Le Tchad ne sera pas sanctionné. Mais l’UA exige que la junte militaire achève dans les dix-huit mois le processus de transition démocratique avant la tenue des «élections libres, justes et crédibles». «Il y aura un forum inclusif qui se mettra en place et qui se penchera sur les questions des élections, de la réconciliation nationale et partant, de la paix d’une manière générale», a indiqué Abderaman Koulamallah.

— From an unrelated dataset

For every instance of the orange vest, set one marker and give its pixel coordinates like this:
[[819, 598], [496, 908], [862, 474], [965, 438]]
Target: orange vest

Depuis la mort d’Idriss Déby, défunt président tchadien, un Conseil militaire de transition dirige le pays. Il est présidé par Mahamat Idriss Déby, fils du défunt président. Mais le mouvement Wakit Tama exige le départ de la junte militaire. Mais aussi le retour à l’ordre constitutionnel. Il dénonce un «coup d’État institutionnelle».
«On jette à la poubelle les conclusions de l’UA qui consistent à ne pas condamner la prise de pouvoir par la force des armes», a déclaré Max Loalngar, coordinateur de Wakit Tama, à l’AFP. Dans une publication sur les réseaux sociaux, l’opposant Succès Masra a également rejeté cette décision. «Si un coup d’État n’est pas grave alors il y aura d’autres coups d’État au Tchad et adieu la promesse de la démocratie au Tchad ?», s’est-il interrogé.